Proprio l'arsenale rappresenta un altro dei punti di forza di Total Recoil. Ricco di bocche di fuoco, dal lanciagranate al lanciafiamme passando per il bazooka, vi permetterà di fronteggiare con i giusti strumenti qualsiasi minaccia, garantendo ulteriore varietà ad ogni scontro. Inoltre, come già anticipato, l'utilizzo di specifiche armi in certi contesti sarà l'unico modo per ottenere medaglie e sbloccare nuovo equipaggiamento; tanto per incoraggiare costantemente funzionali "variazioni sul tema".
Altra feature interessante è la presenza di un buon numero di parametri da potenziare progressivamente, spendendo le scintillanti monete che raccoglierete in gran quantità in ogni livello. Ogni fucile può aumentare la sua efficienza, ma potrete anche decidere di donare maggior mobilità, vita o resistenza al vostro avatar. Non vanno infine dimenticati gli attacchi speciali, come la possibilità di piazzare torrette difensive o ordinare attacchi aerei, che possono essere richiamati dopo aver inanellato un certo quantitativo di uccisioni e risultano potenziabili accedendo al negozio.
Il gameplay insomma, è un concentrato di adrenalina, polvere da sparo, esplosioni e un pizzico di strategia che si palesa nella pallidissima componente RPG introdotta dalle statistiche da incrementare missione dopo missione. Finire nel tunnel "dell'ultimo livello e poi basta" è un attimo, tanto più che il ritmo dell'avventura si sposa alla perfezione con un sistema portatile come PS Vita: completare uno stage non vi impegnerà mai più di cinque minuti e ciò non farà altro che aumentare la voglia di un'altra battaglia da vivere con il cuore in gola.

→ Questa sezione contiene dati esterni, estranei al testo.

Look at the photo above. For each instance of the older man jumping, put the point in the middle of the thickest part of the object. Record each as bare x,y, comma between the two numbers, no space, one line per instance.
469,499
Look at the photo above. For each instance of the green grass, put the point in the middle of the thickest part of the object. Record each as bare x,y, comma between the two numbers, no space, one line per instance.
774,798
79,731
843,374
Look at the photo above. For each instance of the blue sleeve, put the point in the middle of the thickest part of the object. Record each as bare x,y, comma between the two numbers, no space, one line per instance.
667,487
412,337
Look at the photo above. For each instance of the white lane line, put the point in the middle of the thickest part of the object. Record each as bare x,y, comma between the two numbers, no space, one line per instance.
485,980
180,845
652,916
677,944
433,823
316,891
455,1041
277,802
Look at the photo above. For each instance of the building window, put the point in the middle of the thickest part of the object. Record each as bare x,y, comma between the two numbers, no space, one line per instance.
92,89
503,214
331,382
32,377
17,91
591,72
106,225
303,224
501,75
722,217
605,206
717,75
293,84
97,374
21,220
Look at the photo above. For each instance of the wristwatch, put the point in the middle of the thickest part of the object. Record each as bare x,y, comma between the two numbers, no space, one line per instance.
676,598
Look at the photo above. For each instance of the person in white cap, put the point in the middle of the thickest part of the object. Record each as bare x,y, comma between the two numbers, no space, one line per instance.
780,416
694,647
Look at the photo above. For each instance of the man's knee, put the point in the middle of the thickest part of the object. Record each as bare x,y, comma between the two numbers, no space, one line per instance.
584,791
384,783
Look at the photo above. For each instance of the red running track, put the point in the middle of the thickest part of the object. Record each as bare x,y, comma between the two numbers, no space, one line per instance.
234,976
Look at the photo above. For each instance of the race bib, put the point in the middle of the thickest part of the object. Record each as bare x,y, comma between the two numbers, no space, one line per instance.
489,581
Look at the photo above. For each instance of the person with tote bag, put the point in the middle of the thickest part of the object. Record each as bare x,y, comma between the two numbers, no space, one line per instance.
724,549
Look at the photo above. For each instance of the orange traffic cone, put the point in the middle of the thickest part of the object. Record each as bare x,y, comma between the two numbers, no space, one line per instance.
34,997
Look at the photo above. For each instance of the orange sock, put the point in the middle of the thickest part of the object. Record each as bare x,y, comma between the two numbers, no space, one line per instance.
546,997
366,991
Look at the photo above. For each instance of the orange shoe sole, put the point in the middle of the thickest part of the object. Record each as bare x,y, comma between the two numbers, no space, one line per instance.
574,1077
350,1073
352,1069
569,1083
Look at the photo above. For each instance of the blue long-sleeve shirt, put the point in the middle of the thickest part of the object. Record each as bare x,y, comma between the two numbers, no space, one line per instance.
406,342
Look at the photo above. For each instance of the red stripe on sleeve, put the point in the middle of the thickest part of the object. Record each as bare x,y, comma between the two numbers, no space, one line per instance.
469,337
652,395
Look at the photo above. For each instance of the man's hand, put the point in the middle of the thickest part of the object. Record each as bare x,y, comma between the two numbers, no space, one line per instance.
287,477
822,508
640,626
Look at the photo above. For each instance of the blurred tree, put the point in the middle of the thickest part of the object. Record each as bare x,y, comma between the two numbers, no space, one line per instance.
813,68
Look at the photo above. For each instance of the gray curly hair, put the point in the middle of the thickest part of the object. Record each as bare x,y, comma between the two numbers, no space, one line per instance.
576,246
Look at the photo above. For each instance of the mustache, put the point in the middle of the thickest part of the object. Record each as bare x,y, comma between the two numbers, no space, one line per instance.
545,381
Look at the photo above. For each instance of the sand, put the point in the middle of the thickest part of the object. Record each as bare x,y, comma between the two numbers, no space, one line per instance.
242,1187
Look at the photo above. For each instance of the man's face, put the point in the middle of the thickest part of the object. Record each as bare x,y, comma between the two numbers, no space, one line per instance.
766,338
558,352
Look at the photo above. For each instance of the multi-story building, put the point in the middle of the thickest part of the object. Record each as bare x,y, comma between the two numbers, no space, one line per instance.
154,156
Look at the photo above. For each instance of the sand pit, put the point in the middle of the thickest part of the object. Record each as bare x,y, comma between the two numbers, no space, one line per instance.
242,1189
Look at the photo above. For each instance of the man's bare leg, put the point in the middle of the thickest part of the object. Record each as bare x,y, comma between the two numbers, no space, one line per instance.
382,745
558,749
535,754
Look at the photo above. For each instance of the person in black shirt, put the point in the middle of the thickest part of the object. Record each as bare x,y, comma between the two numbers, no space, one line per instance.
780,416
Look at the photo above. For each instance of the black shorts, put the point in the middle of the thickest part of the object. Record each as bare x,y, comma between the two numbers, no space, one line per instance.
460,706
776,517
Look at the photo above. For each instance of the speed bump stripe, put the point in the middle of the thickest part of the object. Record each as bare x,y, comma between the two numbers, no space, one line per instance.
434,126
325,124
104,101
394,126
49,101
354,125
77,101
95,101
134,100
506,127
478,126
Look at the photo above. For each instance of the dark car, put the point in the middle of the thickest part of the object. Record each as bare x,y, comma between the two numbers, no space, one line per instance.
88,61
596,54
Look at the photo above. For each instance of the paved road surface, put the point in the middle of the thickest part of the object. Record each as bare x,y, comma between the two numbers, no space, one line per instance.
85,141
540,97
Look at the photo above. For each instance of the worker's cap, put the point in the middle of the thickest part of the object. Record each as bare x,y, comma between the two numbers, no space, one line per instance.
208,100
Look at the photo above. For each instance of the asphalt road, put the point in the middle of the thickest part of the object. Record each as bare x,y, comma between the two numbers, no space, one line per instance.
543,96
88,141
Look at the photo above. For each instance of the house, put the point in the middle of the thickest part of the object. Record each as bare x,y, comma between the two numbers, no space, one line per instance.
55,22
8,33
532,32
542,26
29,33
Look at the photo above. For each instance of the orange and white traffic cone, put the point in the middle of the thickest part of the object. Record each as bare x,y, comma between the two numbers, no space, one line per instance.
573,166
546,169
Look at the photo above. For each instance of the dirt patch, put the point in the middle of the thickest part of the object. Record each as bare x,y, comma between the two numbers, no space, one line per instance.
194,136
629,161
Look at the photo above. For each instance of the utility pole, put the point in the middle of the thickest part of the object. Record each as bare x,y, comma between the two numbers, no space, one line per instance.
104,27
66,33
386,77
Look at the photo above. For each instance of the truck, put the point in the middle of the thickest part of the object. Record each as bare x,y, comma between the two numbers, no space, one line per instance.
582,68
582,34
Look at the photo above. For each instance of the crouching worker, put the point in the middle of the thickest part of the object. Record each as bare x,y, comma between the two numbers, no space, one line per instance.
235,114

Anche il sistema di controllo, che non disdegna di tirare in ballo touch-screen e touch-pad in azioni secondarie, si dimostra preciso e affidabile come ci si aspetterebbe. Garantendo sempre un preciso controllo sulla situazione a schermo. Tutto perfetto allora? Quasi. Di tanto in tanto gli sviluppatori hanno esagerato nel riempire le ambientazioni di dettagli, a tal punto che qualche albero potrebbe ostruire la visuale, lasciandovi in balia dei nemici per qualche pericolosissimo istante. Anche il motore grafico mostra spesso il
fianco a qualche rallentamento di troppo, inficiando lo scorrere frenetico dell'azione. E' vero che lo schermo è spesso affollatissimo, ma ci chiediamo se qualche patch futura non possa eliminare questa problematica non troppo influente sulla qualità dell'esperienza, ma sicuramente fastidiosa.

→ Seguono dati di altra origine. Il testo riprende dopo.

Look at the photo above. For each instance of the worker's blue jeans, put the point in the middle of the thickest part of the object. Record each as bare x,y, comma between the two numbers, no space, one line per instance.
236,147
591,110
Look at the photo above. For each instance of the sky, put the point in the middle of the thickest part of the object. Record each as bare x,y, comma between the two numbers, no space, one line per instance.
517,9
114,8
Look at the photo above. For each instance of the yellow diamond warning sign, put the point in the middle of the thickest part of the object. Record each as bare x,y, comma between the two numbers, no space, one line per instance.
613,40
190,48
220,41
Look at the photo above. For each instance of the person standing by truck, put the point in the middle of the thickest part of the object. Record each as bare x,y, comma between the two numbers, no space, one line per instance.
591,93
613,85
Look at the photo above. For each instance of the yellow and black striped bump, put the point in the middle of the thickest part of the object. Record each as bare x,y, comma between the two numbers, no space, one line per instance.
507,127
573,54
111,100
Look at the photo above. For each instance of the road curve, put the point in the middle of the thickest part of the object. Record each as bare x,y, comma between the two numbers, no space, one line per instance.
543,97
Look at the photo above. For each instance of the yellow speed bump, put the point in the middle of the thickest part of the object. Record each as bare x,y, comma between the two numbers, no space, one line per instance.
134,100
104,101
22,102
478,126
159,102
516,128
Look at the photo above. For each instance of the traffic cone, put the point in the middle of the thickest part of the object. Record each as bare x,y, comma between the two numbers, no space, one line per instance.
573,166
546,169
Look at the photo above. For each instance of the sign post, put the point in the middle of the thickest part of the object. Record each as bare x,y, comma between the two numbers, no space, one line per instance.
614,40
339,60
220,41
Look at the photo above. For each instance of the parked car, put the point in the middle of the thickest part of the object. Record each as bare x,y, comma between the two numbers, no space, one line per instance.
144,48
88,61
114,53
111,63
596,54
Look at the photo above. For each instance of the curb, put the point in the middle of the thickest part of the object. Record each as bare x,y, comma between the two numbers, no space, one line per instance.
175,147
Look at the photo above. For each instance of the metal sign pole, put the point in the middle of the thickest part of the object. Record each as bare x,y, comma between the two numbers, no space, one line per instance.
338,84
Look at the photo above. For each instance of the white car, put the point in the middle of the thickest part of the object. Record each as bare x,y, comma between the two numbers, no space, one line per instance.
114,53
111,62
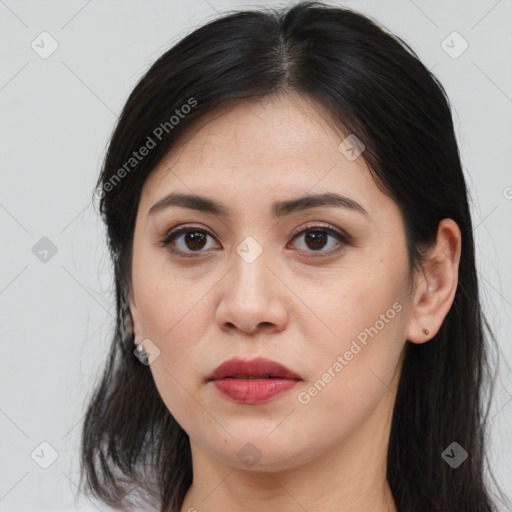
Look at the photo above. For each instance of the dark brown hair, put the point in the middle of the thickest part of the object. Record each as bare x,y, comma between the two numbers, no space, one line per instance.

Total Recoil Total Recoil è il classico twin stick shooter adrenalitico e divertente pur in tutta la sua semplicità di base. Per quanto privo di feature innovative, ne aggrega abbastanza per proporsi come un prodotto ben confezionato e profondo al punto giusto. La necessità di eliminare tutte le ondate nemiche entro un certo lasso di tempo e un ritmo di gioco che ben si sposa con la portabilità della console ospitante, rendono il gioco ideale per veloci ma intense partite tra una pausa e l’altra. Consigliatissimo agli amanti del genere, farà sicuramente anche la felicità di chi non ha mai avuto esperienze con sparatutto simili.